IF WE ARE UNABLE TO ADAPT AS INTERNET TECHNOLOGIES AND CUSTOMER DEMANDS CONTINUE TO EVOLVE, OUR SERVICES AND PRODUCTS COULD BECOME LESS DESIRABLE.
The satisfactory performance, reliability and availability of our website, transaction-processing systems and network infrastructure are critical to our reputation and our ability to attract and retain customers and maintain adequate customer service levels. An unanticipated dramatic increase in the volume of traffic on our website or the number of orders placed by our customers may force us to expand and upgrade our technology, transaction-processing systems and network infrastructure. There can be no assurance that we will be able to accurately project the rate or timing of increases, if any, in the use of our website or timely expand and upgrade our systems and infrastructure to accommodate such increases. To be successful, we must adapt to our rapidly changing market by continually enhancing the technologies used in our Internet products and services and introducing new technology to address the changing needs of our business and customers. If we are unable, for technical, legal, financial or other reasons, to adapt in a timely manner in response to changing market conditions or business and customer requirements, our business could be harmed.
We are currently upgrading our information systems, which includes substantially all aspects of transaction processing, including order management, cash and credit card processing, purchasing, inventory management and shipping in order to accommodate the Campus Outfitters acquisition, the continued growth of our textbook program, and to comply with the numerous reporting and control requirements imposed by the Sarbanes Oxley Act, including Section 404. Our success, in particular our ability to successfully receive and fulfill orders and provide high-quality customer service, largely depends on the efficient and uninterrupted operation of our computer and communications hardware systems.
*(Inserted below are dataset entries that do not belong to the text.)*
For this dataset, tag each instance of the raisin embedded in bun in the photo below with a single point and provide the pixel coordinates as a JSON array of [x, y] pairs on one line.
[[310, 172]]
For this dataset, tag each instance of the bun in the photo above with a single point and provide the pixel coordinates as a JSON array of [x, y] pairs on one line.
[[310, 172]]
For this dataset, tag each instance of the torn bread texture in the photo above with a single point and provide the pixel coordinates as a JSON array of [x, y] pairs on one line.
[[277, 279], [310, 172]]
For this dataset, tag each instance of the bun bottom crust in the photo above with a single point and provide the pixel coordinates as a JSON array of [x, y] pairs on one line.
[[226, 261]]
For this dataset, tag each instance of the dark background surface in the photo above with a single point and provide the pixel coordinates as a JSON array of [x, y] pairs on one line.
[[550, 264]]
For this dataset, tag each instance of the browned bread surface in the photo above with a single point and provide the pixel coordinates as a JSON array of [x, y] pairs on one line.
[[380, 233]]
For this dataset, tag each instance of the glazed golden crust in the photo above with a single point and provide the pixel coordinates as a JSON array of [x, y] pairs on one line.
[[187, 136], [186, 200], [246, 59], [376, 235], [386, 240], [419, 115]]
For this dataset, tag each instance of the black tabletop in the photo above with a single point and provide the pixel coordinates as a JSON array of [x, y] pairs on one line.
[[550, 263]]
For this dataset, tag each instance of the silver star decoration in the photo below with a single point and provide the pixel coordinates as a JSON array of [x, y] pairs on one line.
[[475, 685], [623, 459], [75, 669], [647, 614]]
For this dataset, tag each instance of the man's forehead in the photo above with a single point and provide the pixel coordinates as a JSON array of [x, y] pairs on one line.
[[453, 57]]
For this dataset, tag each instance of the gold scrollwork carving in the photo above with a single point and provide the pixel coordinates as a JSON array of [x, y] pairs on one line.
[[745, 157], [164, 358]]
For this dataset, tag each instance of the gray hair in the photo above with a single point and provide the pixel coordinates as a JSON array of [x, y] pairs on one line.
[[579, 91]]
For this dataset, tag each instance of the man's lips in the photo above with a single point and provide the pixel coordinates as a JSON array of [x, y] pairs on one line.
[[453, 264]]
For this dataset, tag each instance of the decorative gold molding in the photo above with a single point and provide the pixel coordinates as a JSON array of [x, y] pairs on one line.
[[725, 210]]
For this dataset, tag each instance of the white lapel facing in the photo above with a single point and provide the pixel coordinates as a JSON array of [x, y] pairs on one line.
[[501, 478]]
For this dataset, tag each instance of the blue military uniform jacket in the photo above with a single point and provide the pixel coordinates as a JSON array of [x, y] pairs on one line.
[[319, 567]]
We launched the first phase of the upgraded new system in our second quarter of fiscal 2004, however, the systems upgrades were complex. This complexity can make it difficult to detect errors or failure in our website prior to implementation. We may not immediately discover errors in our new system until the volume of orders placed by our customers significantly increases from the levels we experienced in our last fall back to school season. As a result, the upgraded website may not achieve the expected benefits. Unanticipated problems with our website may result in customer dissatisfaction, a loss of, or delays in, the market acceptance of our website, and lost revenue and collection difficulties during the period required to correct these errors. Failure to correct these problems may harm our reputation, our brand and our business.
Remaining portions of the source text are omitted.